Whoever put out that list of "100 Women of the Century" sure showed some bad judgement.
post #4 of 7
This is the problem with these internet chain letter emails, they keep going, and going, and going.........

This happened three years ago - here's an article describing it:

post #5 of 7
All I know is that my dad was in Vietnam and he detests Jane Fonda. When her work out videos came out and got big he was disgusted.
post #6 of 7
That's part of the problem.

The story is rooted in fact, but the details have become exaggerated over time. Ms. Fonda did earn the name Hanoi Jane for a reason, but she doesn't talk about it and most of what we hear nowadays is, well, almost a myth. I'm sure she thought she was doing the right thing at the time, but she didn't gain any respect for it. I'm also sure she was a target because she was a public figure, and that other people who shared her views have been largely ignored because they weren't notable.

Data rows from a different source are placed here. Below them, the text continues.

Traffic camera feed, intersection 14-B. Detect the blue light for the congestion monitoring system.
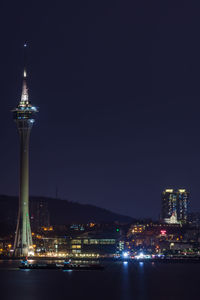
[122,252,129,258]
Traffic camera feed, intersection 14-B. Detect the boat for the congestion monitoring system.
[19,260,104,270]
[19,263,63,270]
[62,263,104,270]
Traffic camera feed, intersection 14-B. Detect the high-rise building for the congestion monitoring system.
[13,44,38,256]
[177,189,189,223]
[161,189,189,224]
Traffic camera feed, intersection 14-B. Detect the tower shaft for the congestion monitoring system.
[14,120,33,256]
[13,44,38,256]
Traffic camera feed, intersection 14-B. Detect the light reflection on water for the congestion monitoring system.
[0,261,200,300]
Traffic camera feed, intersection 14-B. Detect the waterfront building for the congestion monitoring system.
[161,189,189,224]
[13,44,38,256]
[30,198,50,230]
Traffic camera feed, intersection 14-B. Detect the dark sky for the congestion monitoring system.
[0,0,200,218]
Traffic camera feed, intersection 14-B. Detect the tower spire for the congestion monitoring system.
[13,43,38,256]
[20,42,30,106]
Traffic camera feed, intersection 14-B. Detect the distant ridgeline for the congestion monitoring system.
[0,195,133,231]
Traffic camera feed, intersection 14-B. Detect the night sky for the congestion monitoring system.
[0,0,200,218]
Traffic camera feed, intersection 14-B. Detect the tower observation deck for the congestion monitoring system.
[12,44,38,257]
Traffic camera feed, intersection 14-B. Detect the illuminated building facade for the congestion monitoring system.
[30,198,50,230]
[13,44,37,256]
[161,189,189,224]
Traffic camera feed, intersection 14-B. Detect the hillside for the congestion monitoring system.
[0,195,133,225]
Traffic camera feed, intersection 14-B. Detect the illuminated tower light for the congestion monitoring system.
[13,43,38,256]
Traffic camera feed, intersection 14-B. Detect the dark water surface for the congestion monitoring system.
[0,261,200,300]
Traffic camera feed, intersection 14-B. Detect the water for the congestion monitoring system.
[0,261,200,300]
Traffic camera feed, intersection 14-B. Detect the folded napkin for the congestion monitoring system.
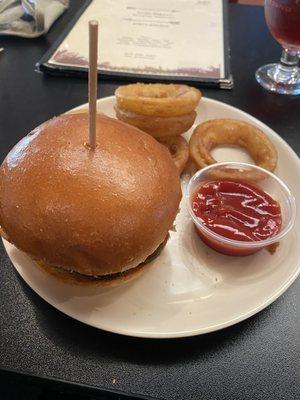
[0,0,69,38]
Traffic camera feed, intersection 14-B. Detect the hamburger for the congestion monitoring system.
[0,113,181,286]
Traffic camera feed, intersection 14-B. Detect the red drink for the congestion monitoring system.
[265,0,300,51]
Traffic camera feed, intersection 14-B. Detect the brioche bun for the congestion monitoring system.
[0,113,181,280]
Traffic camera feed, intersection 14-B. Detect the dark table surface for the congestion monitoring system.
[0,0,300,400]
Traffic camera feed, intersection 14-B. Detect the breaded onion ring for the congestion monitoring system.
[158,136,189,174]
[115,106,197,138]
[115,83,201,117]
[190,119,278,179]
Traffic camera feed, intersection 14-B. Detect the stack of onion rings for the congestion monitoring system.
[190,119,278,180]
[115,83,201,173]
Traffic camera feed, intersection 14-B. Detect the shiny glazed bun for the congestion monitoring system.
[0,114,181,277]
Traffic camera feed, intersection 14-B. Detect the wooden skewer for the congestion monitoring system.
[89,21,98,149]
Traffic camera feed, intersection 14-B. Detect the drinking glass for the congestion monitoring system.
[255,0,300,95]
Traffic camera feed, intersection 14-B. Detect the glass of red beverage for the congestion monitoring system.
[255,0,300,95]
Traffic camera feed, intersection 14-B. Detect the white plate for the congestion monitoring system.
[4,97,300,338]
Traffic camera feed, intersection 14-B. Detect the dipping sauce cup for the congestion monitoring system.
[187,162,296,256]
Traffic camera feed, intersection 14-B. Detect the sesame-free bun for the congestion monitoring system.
[0,114,181,276]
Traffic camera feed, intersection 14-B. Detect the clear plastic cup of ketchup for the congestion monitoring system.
[187,162,296,256]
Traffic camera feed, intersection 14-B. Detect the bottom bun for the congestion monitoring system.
[34,234,169,287]
[35,261,150,287]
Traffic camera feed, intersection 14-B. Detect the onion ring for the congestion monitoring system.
[115,83,201,117]
[115,105,197,138]
[190,119,278,180]
[158,136,189,175]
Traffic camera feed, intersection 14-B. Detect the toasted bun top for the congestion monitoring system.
[0,114,181,275]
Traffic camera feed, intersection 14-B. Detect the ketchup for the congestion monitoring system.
[192,180,282,255]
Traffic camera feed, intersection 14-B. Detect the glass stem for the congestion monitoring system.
[271,49,299,84]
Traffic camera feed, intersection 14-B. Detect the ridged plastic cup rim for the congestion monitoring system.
[187,161,296,248]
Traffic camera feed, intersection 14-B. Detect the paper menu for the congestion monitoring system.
[41,0,231,85]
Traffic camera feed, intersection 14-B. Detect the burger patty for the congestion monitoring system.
[38,234,169,283]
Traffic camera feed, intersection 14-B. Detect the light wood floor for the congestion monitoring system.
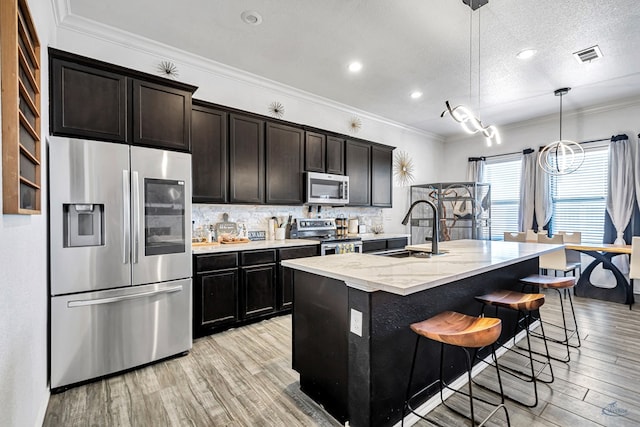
[44,293,640,427]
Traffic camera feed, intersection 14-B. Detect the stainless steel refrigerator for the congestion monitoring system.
[48,137,192,389]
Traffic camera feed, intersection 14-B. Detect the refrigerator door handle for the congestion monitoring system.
[67,285,182,308]
[131,171,140,264]
[122,170,131,264]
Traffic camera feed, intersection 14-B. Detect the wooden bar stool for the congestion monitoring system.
[402,311,511,426]
[520,274,582,362]
[476,290,554,408]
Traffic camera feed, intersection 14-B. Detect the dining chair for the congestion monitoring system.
[538,233,580,276]
[504,231,527,242]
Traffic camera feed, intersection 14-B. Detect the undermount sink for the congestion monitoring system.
[385,251,448,258]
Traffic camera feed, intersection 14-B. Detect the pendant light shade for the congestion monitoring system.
[440,0,501,147]
[538,87,584,175]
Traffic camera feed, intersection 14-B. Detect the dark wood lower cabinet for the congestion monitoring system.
[199,268,239,328]
[193,245,318,338]
[240,264,276,319]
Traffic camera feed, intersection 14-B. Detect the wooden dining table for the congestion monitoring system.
[564,243,635,309]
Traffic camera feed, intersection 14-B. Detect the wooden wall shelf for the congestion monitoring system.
[0,0,42,215]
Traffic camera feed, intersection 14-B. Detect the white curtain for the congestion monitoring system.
[518,149,542,231]
[467,157,487,182]
[535,153,553,232]
[607,135,634,274]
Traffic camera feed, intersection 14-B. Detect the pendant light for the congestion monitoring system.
[440,0,502,147]
[538,87,584,175]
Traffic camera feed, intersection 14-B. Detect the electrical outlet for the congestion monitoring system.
[351,308,362,337]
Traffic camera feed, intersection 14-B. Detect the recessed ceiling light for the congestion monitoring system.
[516,49,538,59]
[349,61,362,73]
[240,10,262,25]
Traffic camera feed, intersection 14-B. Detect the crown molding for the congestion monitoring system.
[51,0,71,26]
[51,0,445,142]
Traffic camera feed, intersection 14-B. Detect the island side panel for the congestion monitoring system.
[362,258,538,426]
[292,270,348,423]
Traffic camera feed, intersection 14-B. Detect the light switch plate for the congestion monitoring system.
[350,308,362,337]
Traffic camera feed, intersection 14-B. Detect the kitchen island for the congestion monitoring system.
[282,240,563,427]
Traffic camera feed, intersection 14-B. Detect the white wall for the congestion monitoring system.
[0,0,54,427]
[441,98,640,181]
[54,15,443,233]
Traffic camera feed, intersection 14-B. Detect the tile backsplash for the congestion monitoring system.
[192,204,383,237]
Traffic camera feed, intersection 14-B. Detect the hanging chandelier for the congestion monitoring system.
[440,0,502,147]
[538,87,584,175]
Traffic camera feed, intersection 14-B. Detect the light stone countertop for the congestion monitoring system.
[349,233,411,242]
[191,239,320,255]
[282,240,564,295]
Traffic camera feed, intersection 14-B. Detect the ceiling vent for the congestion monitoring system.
[573,45,602,63]
[462,0,489,10]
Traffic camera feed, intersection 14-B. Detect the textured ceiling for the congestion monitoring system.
[65,0,640,135]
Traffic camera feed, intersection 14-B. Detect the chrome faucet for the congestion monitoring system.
[402,200,441,255]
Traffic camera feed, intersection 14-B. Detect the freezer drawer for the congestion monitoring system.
[51,279,192,389]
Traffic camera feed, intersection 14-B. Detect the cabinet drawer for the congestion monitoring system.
[280,245,318,261]
[196,252,238,273]
[240,249,276,265]
[362,239,387,252]
[387,237,407,249]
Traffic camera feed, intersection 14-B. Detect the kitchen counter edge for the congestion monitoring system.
[282,240,564,295]
[191,239,320,255]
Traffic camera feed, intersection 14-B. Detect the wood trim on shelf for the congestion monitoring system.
[20,144,40,168]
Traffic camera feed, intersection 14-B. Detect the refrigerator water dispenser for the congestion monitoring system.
[62,203,104,248]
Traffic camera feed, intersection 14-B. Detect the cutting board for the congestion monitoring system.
[220,239,249,245]
[216,213,238,237]
[191,242,220,247]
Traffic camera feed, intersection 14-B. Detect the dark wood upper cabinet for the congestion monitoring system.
[191,104,229,203]
[304,132,327,173]
[131,80,191,151]
[304,132,344,175]
[49,48,196,152]
[266,123,304,205]
[51,58,127,142]
[345,141,371,206]
[326,136,344,175]
[229,114,265,203]
[371,145,393,208]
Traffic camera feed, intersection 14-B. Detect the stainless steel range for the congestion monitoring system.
[290,218,362,255]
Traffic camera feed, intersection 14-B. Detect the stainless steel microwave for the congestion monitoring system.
[305,172,349,205]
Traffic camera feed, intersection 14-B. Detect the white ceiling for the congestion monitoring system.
[68,0,640,136]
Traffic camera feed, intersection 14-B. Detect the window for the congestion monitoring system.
[485,153,522,240]
[551,144,609,243]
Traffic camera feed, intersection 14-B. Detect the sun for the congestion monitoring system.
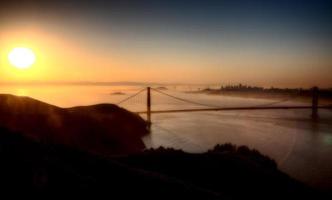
[8,47,36,69]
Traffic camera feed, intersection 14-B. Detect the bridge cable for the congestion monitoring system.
[117,88,146,105]
[151,88,220,108]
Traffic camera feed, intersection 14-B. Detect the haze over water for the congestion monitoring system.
[0,85,332,189]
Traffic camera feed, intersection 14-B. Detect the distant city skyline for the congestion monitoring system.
[0,0,332,88]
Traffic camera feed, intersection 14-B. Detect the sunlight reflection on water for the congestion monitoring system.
[0,86,332,189]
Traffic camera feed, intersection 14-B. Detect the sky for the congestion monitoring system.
[0,0,332,87]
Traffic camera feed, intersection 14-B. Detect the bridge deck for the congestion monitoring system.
[135,105,332,114]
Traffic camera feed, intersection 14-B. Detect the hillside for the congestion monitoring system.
[0,94,148,155]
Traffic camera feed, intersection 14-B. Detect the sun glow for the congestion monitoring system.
[8,47,36,69]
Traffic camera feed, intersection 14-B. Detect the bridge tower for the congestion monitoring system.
[146,87,151,130]
[311,87,319,119]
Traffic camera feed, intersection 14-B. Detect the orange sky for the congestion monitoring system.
[0,24,332,87]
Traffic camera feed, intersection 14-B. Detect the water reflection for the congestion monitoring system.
[0,86,332,189]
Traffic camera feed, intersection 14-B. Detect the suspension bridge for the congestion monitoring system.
[117,87,332,125]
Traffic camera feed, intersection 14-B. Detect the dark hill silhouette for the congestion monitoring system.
[0,128,320,200]
[0,94,148,155]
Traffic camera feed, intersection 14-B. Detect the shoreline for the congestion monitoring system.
[185,90,332,104]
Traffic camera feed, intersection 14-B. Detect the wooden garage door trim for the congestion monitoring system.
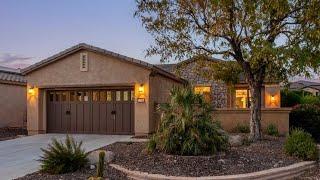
[47,87,134,134]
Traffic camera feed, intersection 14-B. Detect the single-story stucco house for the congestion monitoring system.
[23,43,289,135]
[288,80,320,96]
[0,66,27,128]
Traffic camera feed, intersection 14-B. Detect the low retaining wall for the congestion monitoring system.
[110,161,316,180]
[213,108,291,135]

I think it would be far more appropriate to honor the nurses, female GI's, widows, and wives who stayed with troubled veteran husbands than Ms. Fonda. She was simply vocal in her political views, other women have contributed more to the welfare of our country, made greater sacrifices, or showed more personal strength facing their troubles. They just didn't get press coverage because their names aren't famous.
post #7 of 7
Thread Starter 
This was the first time I had heard about the whole Jane Fonda issue at all so naturaly it got my attention. Thanks for the info. It's hard to believe this chain letter started 3 years ago and is still going.